As crianças são muito atentas quando há alguma diferença de tratamento ou de situação (por exemplo, se uma tem um brinquedo, outra quer um igual; se a janela do carro está aberta, a criança, lá atrás, quer também abrir a sua). À primeira vista pode parecer inveja ainda não domesticada, mas creio que se trata de um primeiro esforço de ética e justiça. Provavelmente é um passo necessário na formação de uma pessoa (deve haver extensa literatura sobre este assunto da psicologia infantil e confesso, desde já, a minha ausência de referências) e pode mesmo ter moldado as éticas primitivas das primeiras culturas (como o 'olho por olho, dente por dente').

O importante para este texto é a constatação de que há comportamentos em adultos similares a esta proto-ética. Um exemplo. Num campeonato de matemática que organizei, há uns anos, aconteceu haver 200 livros para oferecer a 250 alunos participantes. Houve professores que sugeriram que, como não poderíamos dar um livro por aluno, para não ferir susceptibilidades (das crianças, imagino), mais valia não dar qualquer prémio de participação.
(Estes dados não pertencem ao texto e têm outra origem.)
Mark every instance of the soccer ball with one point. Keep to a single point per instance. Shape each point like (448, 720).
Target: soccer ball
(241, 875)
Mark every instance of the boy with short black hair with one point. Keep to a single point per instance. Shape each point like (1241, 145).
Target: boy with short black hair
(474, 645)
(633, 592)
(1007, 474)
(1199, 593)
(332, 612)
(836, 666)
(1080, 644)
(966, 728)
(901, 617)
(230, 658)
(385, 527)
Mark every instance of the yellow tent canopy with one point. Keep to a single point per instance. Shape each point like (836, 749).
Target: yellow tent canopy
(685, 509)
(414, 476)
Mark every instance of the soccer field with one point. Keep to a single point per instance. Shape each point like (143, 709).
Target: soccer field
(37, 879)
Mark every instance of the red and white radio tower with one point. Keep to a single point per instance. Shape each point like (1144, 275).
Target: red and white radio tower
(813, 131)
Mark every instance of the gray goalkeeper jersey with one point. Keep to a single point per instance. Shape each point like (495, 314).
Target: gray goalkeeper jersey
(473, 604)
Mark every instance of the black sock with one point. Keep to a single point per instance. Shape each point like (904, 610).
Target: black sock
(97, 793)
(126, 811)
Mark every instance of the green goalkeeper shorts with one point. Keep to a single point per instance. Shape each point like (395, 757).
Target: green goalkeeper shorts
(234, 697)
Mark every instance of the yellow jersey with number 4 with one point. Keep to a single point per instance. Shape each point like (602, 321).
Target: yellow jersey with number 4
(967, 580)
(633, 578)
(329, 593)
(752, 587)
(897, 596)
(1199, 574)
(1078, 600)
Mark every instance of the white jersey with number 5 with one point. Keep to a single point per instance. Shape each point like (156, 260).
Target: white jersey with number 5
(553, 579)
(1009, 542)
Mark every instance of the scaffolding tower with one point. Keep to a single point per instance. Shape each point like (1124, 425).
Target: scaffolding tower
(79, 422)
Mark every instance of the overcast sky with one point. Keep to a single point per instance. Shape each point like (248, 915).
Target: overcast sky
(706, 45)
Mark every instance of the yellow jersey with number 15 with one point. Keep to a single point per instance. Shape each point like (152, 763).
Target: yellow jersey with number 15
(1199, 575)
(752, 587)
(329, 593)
Isto, para mim, é o raciocínio mental típico de uma criança. Era evidente que apenas os 200 melhores classificados levariam prémio de participação, ou seja, havia um critério objectivo e justo para a atribuição dos referidos livros e devia ser aproveitado. Esta segundo opção é tão evidente, e de tal modo mais apropriada, que fiquei surpreendido que alguém quisesse preteri-la pela primeira opção. Mesmo que não houvesse um critério hierárquico evidente, como a classificação do campeonato, haveria sempre o recurso ao aleatório. Ao quebrar a causalidade, uma lotaria garante a eliminação de vários critérios preferenciais e injustos. Uma lotaria para entregar 200 prémios a 200 de 250 crianças é sempre melhor que negar tudo a todos por incapacidade de recompensar a todos por igual. A ética é um exercício sobre recursos limitados, não é um tudo ou nada resultante do confronto entre o real e a fantasia.